Straight Talk has been sitting on my shelf, part of a Mill Creek set along with VI Washawski, just taunting me, knowing that someday, somehow, someway that it would end up sitting in my DVD player, ready to cast its magic spell.

Writer Craig Bolotin often worked uncredited on films like Desperately Seeking Susan before writing this film. He’d go on to also write and executive produce Black Rain. This one was directed by Barnet Kellman, who is more well-known for his TV work.

The real draw, of course, is Dolly Parton. She plays Shirlee Kenyon, a dance instructor wallowing in Arkansas with her boyfriend, who is played by Michael Madsen. Yes, in the same year that he played Mr. Blonde, Madsen was the backwoods drunk beau of Dolly in a movie that no one remembers.

But he’s not the love interest. Oh no, that’d be James Woods, who plays a crusading reporter who has lost his way. He saves Dolly early in the film when she tries to fish a Jackson off a bridge. Then, of course, she talked a young Teri Hatcher into dumping Mr. Woods, who of course falls for our girl, who falls into a job as a talk radio psychotherapist.

She’s not a doctor, you may yell. Guess what, pal? You just realized the dramatic issue here. Can Dolly keep the job she’s best at? Will Woods divine her secret? Will Madsen screw it all up? And what the hell is up with this amazing supporting cast, which boasts Griffin Dunne, Tony Award-winners Tracy Letts, Amy Morton and Philip Bosco, Jerry Orbach, John Sayles (yes, the man who wrote PiranhaThe Howling and Battle Beyond the Stars), Spalding Grey in a cameo as a rival shrink, Charles Fleischer (Roger Rabbit’s voice), Jay Thomas (who was a real radio man himself and plays Zim Zimmerman here)?

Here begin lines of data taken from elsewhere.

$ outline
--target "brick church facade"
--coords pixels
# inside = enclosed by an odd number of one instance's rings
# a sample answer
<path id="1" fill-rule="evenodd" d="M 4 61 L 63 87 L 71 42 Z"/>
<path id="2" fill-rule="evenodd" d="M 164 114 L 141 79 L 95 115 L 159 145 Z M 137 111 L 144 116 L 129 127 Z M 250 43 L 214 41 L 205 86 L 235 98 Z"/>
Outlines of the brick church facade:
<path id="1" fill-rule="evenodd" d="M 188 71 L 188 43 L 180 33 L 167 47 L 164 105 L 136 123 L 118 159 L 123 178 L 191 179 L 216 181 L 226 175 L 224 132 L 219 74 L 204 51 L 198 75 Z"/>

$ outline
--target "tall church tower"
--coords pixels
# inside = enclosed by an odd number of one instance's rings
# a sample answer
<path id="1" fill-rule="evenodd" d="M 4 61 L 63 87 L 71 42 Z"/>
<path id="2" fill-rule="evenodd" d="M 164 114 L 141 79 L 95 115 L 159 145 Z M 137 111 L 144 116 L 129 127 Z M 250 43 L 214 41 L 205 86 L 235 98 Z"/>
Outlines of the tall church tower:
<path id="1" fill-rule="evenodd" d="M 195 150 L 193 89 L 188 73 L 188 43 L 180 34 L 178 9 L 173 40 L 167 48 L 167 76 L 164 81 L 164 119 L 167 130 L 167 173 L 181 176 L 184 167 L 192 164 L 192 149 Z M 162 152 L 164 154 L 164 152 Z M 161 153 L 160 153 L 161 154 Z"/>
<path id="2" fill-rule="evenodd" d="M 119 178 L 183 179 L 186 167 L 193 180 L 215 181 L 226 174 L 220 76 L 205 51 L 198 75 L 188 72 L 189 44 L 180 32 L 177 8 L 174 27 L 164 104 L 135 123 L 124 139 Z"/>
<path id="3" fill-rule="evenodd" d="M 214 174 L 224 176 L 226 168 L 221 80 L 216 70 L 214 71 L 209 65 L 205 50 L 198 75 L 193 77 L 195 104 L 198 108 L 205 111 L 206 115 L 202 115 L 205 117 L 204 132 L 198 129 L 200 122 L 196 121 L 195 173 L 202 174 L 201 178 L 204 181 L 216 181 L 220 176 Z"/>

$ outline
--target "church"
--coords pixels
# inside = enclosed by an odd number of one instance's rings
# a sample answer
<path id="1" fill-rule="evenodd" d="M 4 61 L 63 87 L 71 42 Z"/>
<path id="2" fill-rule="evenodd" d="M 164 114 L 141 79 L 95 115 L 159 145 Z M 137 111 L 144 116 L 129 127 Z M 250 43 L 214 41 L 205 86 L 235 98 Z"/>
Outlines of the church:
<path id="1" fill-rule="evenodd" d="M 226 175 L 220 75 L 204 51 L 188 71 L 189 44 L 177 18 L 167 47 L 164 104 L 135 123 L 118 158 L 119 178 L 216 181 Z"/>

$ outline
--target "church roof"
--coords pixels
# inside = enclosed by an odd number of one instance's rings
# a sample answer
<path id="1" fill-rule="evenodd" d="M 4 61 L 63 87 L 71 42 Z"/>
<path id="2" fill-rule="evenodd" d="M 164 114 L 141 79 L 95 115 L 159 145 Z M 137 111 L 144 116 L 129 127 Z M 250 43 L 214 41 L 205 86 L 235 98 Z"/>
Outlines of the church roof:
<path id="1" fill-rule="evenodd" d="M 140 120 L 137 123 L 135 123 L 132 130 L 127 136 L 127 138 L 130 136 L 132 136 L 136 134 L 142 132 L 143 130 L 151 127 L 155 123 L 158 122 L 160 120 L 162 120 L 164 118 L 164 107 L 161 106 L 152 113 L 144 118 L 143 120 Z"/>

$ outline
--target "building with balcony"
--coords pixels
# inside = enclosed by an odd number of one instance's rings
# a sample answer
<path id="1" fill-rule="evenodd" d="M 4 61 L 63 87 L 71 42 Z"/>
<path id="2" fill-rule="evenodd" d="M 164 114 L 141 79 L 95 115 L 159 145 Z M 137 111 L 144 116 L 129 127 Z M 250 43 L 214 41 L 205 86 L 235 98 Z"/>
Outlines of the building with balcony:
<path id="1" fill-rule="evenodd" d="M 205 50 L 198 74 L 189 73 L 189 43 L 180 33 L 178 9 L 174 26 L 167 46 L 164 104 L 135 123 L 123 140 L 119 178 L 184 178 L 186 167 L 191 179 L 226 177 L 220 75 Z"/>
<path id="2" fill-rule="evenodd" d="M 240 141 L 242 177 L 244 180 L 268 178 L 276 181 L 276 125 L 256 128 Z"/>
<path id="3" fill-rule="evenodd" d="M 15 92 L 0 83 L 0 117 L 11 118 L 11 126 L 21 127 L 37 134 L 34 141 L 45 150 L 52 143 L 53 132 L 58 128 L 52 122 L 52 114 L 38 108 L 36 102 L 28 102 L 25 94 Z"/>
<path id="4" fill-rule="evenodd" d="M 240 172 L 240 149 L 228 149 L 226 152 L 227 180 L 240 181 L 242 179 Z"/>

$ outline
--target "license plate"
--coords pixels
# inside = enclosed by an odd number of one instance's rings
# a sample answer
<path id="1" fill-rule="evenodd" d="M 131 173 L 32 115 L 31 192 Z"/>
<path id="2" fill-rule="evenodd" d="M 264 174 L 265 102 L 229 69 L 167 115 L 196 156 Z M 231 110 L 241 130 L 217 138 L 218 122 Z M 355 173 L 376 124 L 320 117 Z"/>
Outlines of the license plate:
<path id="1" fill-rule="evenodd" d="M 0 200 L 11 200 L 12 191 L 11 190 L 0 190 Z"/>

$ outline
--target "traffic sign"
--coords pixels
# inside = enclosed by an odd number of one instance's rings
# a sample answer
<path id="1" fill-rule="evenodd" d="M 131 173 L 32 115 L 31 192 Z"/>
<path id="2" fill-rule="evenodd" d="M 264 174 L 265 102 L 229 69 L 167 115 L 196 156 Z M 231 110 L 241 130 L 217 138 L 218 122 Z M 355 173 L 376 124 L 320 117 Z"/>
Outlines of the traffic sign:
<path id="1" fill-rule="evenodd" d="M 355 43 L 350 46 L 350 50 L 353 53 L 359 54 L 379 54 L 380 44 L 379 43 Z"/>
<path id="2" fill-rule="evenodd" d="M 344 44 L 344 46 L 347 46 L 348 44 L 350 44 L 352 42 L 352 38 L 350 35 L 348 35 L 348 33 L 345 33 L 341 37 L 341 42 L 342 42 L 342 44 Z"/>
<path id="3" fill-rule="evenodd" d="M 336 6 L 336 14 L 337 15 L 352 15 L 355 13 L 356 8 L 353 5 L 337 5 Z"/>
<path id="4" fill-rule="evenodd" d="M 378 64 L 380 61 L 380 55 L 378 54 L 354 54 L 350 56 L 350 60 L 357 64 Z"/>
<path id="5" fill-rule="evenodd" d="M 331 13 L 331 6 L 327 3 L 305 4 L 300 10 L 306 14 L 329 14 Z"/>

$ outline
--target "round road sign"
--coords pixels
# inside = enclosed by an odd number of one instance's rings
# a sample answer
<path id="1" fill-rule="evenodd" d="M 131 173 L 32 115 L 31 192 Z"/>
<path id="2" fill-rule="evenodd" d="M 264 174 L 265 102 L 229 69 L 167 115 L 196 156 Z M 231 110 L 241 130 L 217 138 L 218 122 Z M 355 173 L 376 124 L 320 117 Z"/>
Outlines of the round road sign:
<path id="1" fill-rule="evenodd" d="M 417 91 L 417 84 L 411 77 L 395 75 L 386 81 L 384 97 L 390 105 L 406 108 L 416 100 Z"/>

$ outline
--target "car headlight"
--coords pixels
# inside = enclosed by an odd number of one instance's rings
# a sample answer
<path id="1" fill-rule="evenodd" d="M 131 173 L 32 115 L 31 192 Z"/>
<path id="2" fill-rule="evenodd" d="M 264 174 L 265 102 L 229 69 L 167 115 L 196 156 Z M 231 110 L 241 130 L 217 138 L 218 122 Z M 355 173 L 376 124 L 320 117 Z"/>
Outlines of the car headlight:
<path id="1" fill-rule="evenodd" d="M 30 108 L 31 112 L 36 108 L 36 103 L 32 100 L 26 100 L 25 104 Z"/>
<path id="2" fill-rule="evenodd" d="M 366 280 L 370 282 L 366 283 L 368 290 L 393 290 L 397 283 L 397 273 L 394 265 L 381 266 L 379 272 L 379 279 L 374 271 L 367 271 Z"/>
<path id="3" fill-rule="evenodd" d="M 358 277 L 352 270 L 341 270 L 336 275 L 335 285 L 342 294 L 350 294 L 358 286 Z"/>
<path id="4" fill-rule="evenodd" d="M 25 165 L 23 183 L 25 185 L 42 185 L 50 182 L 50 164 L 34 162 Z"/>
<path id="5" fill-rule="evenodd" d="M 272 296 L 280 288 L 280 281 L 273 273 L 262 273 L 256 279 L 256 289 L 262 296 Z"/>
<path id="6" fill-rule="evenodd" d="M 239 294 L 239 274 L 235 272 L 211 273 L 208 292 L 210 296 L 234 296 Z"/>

It’s also Ron Livingston’s screen debut. So it has that going for it.

Seriously, Straght Talk is way better than it seems that it will be. I don’t think that it presents the right path to radio — it completely rips off an old WKRP In Cincinnati episode’s plot, too — but it’s a quick movie that’s helped by Parton’s limitless charm. Yep — I’ve been front row for several of her shows and an unabashed fan, so your mileage may vary.

RADIO WEEK REWIND: Bad Channels (1992)

Ted Nicolaou directed Subspecies, TerrorVision and The Dungeonmaster in addition to this film, where two aliens named Cosmo and Lump take over Superstation 66, a small radio station in Pahoota, California. Meanwhile, DJ Dan O’Dare and Flip Humble have a scam going on that involves a car and polka records. If you haven’t figured out by now that Bad Channels is weird, here’s your confirmation.

Most of Bad Channels is made up of music video performances from DMT, Blind Faith and Sykotik Sinfoney, dancing fungus and humans getting shrunk down. Original MTV VJ Martha Quinn shows up. There’s also a nun playing guitar in a shopping cart.

Even crazier, Blue Öyster Cult scored this entire movie!

When Becca and I first started dating, she was looking everywhere for a copy of this movie. I got it for her and it solidified our relationship. Therefore, I love this movie a lot more than your average person.

It amazes me that this movie was made in 1992 and not at any time in the 1980’s. Nurse Ginger from this movie would return in 1993’s Dollman vs. Demonic Toys, a crossover film of Full Moon properties.